Music between Chairs

Eingängig und dabei überraschend abstrakt: Gershon Kingsleys Shoah-Singspiel "Raoul" wurde in Bremen uraufgeführt.

Die deutschen Feuilletons werden es hassen", hieß es vorab. Nein, dieses Wort stammt nicht von Monsieur Littell, dessen Buch derzeit gleichwohl Interessantes über die hiesige Kulturberichterstattung zutage fördert.
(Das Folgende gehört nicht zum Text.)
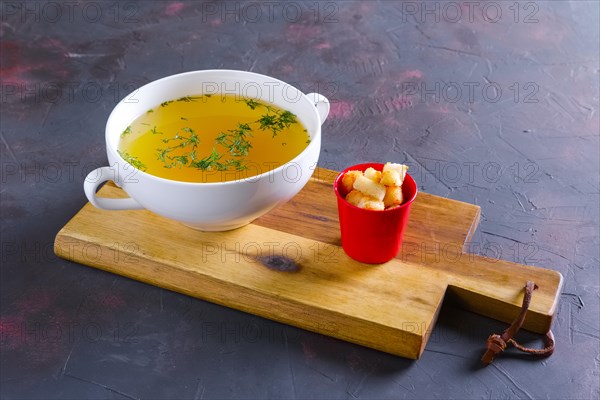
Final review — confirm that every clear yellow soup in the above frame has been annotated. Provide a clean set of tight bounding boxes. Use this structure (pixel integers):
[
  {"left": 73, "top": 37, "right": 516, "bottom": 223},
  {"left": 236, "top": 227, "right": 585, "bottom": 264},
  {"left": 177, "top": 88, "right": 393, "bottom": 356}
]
[{"left": 118, "top": 94, "right": 310, "bottom": 182}]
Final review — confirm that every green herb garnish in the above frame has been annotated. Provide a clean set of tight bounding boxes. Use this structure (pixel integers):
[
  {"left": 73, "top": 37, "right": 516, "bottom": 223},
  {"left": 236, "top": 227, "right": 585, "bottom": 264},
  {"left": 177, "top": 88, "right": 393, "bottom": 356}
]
[
  {"left": 216, "top": 123, "right": 252, "bottom": 157},
  {"left": 117, "top": 150, "right": 146, "bottom": 171},
  {"left": 246, "top": 99, "right": 262, "bottom": 110},
  {"left": 121, "top": 125, "right": 131, "bottom": 137}
]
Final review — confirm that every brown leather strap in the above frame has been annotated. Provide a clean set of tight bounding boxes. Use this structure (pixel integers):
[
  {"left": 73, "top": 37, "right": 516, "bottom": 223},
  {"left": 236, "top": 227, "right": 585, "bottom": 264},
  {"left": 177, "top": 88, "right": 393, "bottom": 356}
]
[{"left": 481, "top": 281, "right": 554, "bottom": 365}]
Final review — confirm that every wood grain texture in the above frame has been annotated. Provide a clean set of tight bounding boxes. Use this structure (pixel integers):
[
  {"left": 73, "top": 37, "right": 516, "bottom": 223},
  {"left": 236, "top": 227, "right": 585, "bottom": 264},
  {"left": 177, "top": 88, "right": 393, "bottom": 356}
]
[{"left": 55, "top": 169, "right": 562, "bottom": 358}]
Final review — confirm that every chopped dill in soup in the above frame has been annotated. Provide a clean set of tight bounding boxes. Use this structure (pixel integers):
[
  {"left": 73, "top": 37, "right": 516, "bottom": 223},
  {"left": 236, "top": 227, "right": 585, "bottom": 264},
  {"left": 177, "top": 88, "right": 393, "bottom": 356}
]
[{"left": 118, "top": 95, "right": 310, "bottom": 182}]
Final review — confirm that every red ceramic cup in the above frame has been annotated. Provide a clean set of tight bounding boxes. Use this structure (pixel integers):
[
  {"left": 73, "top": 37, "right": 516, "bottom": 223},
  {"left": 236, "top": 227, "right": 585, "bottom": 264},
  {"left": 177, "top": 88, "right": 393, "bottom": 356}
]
[{"left": 334, "top": 163, "right": 417, "bottom": 264}]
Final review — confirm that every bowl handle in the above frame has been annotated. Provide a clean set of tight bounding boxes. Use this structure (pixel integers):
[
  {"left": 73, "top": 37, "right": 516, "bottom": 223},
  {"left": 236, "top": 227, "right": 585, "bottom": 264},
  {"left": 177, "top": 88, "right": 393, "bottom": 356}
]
[
  {"left": 83, "top": 167, "right": 144, "bottom": 210},
  {"left": 306, "top": 93, "right": 330, "bottom": 125}
]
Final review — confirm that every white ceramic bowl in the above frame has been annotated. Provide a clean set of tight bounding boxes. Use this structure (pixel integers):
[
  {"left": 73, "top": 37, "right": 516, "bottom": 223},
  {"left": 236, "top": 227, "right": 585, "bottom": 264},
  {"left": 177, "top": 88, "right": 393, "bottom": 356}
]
[{"left": 84, "top": 70, "right": 329, "bottom": 231}]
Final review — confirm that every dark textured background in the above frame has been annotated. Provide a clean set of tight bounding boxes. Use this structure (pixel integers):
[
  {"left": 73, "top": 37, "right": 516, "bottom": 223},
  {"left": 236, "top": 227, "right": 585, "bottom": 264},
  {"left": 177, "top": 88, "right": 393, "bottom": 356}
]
[{"left": 0, "top": 1, "right": 600, "bottom": 399}]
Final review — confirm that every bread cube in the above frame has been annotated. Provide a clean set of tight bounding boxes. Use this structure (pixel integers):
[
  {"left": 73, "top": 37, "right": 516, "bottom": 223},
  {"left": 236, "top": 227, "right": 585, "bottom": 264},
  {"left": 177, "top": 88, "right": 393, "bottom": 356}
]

Der 1922 in Bochum geborene, in Berlin, später in Jerusalem aufgewachsene Komponist Gershon Kingsley gab diese Einschätzung anläßlich der Uraufführung seines Musiktheaterstücks "Raoul" am Bremer Schauspielhaus zu Protokoll.

In der Tat klang manches an dem Projekt schon vorab fragwürdig: Denn wer wollte da das Leben des schwedischen Bankiersfamiliensprosses und Teilzeitdiplomaten Raoul Wallenberg, der 1944 ungarische Juden unter schwedisches Patronat stellte und sie so vor der Vernichtung rettete, als Singspiel auf die Bühne bringen? Kingsleys Weltruhm gründet auf dem Elektroklassiker "Popcorn", der bisweilen noch in der Radiobundesligaberichterstattung zu hören ist, sowie auf dem Themesong der "Electric Light Parade" in Disneyland. Sein Librettist Michael Kunze hat zu verantworten, daß im Kornfeld immer ein Bett frei war - und lieferte die deutschen Fassungen zu nahezu allen Musicalerfolgen zwischen Wien und Hamburg. Musikgeschichtlich also ein deutlich anderer Pfad als der Luigi Nonos, der seinerzeit Peter Weiss' Ermittlung vertonte, oder der von dessen Schwiegervater Arnold Schönberg, der unmittelbar nach Kriegsende "Ein Überlebender aus Warschau" komponierte.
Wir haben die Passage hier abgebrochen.